Areas Covered in the Session:
  • Examine the Importance of Feedback in the Workplace
  • Get six Tips on how to Receive Feedback and Six Tips on how to give Feedback
  • Learn Useful Phrases for Giving Feedback
  • Learn How to give your Boss Feedback

Who Will Benefit:
  • Anyone who Trains Employees on Soft Skills or is Responsible for Implementing change in their Organization
  • Everyone
Instructor:

Colleen Clarke is a highly recognized career specialist, corporate trainer, and workplace coach in the areas of career management and transition, communication and networking. For the past 20+ years she has inspired, through her training and counseling, thousands of people in groups and individually to maximize their career and workplace potential. Colleen graduated from the first class of coaching students from the Adler Institute as a certified Workplace Coach in 1999.
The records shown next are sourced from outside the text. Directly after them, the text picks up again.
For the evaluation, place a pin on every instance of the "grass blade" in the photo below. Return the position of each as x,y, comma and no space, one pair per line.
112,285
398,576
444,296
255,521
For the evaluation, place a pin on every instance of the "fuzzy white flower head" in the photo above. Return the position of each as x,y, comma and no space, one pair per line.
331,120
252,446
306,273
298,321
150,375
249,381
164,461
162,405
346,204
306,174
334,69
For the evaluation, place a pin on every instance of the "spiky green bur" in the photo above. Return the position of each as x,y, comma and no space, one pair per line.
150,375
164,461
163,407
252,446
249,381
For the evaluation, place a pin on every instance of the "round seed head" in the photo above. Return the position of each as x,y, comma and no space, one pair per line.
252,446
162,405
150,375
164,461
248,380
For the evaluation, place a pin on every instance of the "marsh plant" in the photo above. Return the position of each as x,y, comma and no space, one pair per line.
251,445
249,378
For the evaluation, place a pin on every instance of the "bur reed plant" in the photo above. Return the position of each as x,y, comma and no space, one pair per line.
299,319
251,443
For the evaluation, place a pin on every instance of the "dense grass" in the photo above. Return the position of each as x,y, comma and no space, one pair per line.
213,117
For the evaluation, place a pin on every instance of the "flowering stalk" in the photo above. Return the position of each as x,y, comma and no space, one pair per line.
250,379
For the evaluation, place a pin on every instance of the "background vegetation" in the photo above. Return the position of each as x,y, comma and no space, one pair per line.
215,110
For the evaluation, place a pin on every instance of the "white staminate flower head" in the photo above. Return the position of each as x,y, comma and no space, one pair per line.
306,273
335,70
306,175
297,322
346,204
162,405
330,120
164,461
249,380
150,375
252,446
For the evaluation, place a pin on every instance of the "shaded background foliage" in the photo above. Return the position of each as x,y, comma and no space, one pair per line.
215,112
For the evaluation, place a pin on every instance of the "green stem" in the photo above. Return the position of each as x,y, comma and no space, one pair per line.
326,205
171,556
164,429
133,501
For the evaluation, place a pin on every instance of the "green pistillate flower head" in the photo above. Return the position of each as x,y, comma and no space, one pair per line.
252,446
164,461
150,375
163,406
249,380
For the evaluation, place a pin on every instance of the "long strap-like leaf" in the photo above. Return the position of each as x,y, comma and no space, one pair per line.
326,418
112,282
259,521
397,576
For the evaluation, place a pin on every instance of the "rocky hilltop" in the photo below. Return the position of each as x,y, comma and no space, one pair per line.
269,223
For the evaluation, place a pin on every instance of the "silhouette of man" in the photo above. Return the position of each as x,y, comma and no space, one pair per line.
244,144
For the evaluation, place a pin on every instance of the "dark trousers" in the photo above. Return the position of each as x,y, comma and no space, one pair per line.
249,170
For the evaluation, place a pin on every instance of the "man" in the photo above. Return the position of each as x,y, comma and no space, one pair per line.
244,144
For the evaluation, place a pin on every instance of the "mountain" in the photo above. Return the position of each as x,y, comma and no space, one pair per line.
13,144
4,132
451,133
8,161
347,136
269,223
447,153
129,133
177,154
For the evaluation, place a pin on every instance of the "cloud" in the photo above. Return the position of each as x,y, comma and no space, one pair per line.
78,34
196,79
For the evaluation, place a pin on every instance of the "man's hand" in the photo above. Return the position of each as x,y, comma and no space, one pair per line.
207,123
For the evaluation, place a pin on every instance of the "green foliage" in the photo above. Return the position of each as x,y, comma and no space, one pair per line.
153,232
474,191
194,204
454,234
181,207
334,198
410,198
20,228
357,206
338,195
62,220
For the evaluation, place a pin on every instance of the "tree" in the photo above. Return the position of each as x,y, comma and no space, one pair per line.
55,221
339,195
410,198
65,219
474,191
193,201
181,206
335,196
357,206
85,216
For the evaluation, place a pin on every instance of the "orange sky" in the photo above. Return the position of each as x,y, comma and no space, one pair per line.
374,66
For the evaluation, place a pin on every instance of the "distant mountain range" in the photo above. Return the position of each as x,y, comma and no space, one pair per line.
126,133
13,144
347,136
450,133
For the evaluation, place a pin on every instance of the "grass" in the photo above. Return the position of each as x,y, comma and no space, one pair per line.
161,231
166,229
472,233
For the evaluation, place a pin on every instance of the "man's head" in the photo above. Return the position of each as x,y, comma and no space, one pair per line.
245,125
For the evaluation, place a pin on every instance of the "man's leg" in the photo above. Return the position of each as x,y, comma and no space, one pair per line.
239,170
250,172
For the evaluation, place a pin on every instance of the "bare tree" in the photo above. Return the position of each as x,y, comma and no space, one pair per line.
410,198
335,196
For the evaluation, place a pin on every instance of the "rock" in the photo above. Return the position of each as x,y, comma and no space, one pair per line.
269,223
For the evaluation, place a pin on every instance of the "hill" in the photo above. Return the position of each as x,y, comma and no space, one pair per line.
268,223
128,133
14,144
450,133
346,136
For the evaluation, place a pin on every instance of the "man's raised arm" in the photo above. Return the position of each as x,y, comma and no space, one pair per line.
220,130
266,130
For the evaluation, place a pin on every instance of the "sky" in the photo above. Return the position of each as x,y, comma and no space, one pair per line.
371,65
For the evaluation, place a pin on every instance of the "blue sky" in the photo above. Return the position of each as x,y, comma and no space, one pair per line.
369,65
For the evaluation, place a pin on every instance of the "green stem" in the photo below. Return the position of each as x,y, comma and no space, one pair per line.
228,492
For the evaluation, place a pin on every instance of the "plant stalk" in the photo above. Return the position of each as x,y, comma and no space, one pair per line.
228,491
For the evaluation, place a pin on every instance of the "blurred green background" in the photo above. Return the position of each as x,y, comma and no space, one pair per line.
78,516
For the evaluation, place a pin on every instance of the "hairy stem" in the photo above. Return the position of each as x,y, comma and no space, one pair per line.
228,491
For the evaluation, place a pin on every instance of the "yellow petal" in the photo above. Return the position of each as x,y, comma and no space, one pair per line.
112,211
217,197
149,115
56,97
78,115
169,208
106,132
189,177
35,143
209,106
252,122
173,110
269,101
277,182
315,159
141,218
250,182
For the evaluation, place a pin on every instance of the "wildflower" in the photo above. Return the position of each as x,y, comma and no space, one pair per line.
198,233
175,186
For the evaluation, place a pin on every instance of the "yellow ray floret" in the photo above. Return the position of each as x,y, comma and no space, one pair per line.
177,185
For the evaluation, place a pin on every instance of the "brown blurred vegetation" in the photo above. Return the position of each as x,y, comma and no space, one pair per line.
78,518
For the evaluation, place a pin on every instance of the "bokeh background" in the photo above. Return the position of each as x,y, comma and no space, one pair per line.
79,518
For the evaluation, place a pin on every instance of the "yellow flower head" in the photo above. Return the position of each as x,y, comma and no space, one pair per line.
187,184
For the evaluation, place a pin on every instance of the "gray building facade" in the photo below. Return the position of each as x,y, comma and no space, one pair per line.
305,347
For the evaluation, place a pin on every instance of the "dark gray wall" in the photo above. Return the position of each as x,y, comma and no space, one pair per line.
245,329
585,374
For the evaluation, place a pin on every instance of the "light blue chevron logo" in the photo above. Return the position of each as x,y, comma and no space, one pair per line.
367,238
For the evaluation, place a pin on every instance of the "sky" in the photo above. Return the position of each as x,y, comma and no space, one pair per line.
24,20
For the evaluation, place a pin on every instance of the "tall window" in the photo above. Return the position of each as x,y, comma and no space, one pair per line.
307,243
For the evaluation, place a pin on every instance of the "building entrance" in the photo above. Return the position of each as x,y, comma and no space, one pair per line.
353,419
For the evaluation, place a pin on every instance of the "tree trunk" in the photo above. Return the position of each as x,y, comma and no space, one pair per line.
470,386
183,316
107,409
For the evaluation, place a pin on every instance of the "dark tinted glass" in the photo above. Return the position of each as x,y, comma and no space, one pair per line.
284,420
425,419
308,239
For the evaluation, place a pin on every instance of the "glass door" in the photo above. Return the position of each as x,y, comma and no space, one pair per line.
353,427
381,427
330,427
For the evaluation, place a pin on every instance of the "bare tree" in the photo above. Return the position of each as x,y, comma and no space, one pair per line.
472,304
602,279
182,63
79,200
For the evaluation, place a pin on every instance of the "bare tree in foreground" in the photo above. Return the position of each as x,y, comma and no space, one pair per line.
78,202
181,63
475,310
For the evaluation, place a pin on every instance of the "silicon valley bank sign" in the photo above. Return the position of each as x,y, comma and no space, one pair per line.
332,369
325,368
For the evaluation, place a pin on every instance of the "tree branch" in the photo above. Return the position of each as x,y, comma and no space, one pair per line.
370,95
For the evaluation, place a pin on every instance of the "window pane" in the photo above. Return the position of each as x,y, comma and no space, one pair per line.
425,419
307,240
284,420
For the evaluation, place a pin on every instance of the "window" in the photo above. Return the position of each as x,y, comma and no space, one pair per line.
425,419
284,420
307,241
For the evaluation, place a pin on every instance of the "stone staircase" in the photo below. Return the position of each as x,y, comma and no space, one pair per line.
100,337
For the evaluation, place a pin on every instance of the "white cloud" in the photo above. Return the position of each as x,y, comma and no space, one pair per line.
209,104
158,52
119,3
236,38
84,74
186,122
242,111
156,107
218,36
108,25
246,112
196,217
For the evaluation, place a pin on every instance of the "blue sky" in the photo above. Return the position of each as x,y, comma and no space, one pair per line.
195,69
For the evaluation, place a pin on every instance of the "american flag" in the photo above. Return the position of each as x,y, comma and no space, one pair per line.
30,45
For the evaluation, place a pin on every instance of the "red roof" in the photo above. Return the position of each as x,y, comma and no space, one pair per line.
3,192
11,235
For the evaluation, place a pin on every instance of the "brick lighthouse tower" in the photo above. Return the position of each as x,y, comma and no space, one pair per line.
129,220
In 1990 Colleen founded a not for profit organization for unemployed business professionals called E.A.R.N., the Executive Advancement Resource Network. Over the 10 years she administered and facilitated Canada's most recognized support group, over 7000 job seekers benefited from the weekly motivational and educational meetings and workshops.

Colleen is a qualified MBTI Step 1 & 2, Personality Dimensions, True Colors and EQ-i2.0 facilitator. She is the author of Networking How to Build Relationships That Count and How to Get a Job and Keep It. Whether speaking or writing, Colleen insightfully and humorously shares with her audience the practical insights and "hands-on" approaches and techniques she has developed as a motivational leader.

Often quoted in magazine, news articles and columns, Colleen has a plethora of radio and television interviews to her credit as well. She contributes monthly to Canada's national newspaper The Globe and Mail's Nine to Five workplace column. She wrote weekly for internet job sites Workopolis.com, Monster.ca and commuter newspapers 24 Hours and Metro Toronto. Colleen was a career advisor on Oprah's OWNetwork program "Million Dollar Neighborhood."

Whether coaching, counseling or training, Colleen exudes the passion and knowledge she has for her subject matter with humor and inspiration. Off hours you will find Colleen on the Board of Directors for the Ontario Association of Career Management and the National Communication Coaching Association, a committee member for The Toronto Police Services Division 55 Community Police Liaison Committee and an active member of the Toronto Beaches Lion’s club.

Colleen is a graduate of the University of Alberta, Edmonton, Alberta in Recreation Administration and has lived in Toronto, Ontario for 37 years.